- Based on: Don Quixote by Miguel de Cervantes
- Screenplay by: John Mortimer
- Directed by: Peter Yates
- Starring: John Lithgow Bob Hoskins Isabella Rossellini Lambert Wilson
- Music by: Richard Hartley
- Country of origin: United States
- Original language: English

Production
- Producers: Dyson Lovell Robert Halmi Sr.
- Cinematography: David Connell
- Running time: 138 minutes
- Budget: $15 million

Original release
- Network: TNT
- Release: April 9, 2000

= Don Quixote (2000 film) =

Don Quixote is a 2000 television film produced by Hallmark Entertainment and aired on TNT on April 9, 2000. It was directed by Peter Yates, and the teleplay, by John Mortimer, was adapted from Miguel de Cervantes' novel Don Quixote. The film was shown in three parts in Europe but in one installment in the U.S.

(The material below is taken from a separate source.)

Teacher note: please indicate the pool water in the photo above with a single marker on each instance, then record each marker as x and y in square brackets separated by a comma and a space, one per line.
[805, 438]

The film was produced by Dyson Lovell, with Robert Halmi Sr. and John Lithgow as executive producers and cinematography by David Connell. The original music is by Richard Hartley. The film stars Lithgow as Don Quixote de La Mancha (Quixote's real name is Alonso Quijano), and Bob Hoskins as Sancho Panza, and features Isabella Rossellini, Vanessa Williams, Lambert Wilson, Amelia Warner, Tony Haygarth, Peter Eyre, Lilo Baur, James Purefoy, and Trevor Peacock.

==Production==
Yates had not worked in television since the 1960s but was persuaded to try by his friend John Frankenheimer. "He said I should do some TV, that it could be fun as long as you take the same care as you do with feature films--get good actors, do something that's going to be special. It was good advice."

He discovered a friend of his, John Mortimer, had just written a script of Don Quixote and offered it to Yates to read. "I did, and I really liked it," said Yates. "When my agent established no director was attached, I went to see [producer] Robert Halmi and said I'd like to make 'Quixote'." By coincidence, Yates had been attached in the 1970s to direct a film version of Don Quixote, based on a screenplay by Waldo Salt, which would have starred Richard Burton in the lead and Peter O'Toole as Sancho Panza; the film was never produced.

==Home media==

Of all the Hallmark adaptations of novels which premiered on Turner Network Television, only Don Quixote is still unavailable on a U.S. DVD. The film was made in English and released on VHS shortly after it was telecast in the U.S. and a Region 2 DVD (PAL) was released by Hallmark in 2002, there is also a dubbed-into-Spanish version distributed by Divisa Home Video (Spain), and a DVD available with English or Russian-dubbed voices, with subtitles in Estonian, Latvian, Lithuanian, and Russian.

==Awards and nominations==
The film was nominated for three Primetime Emmys, and John Lithgow was nominated for a Screen Actors Guild Award.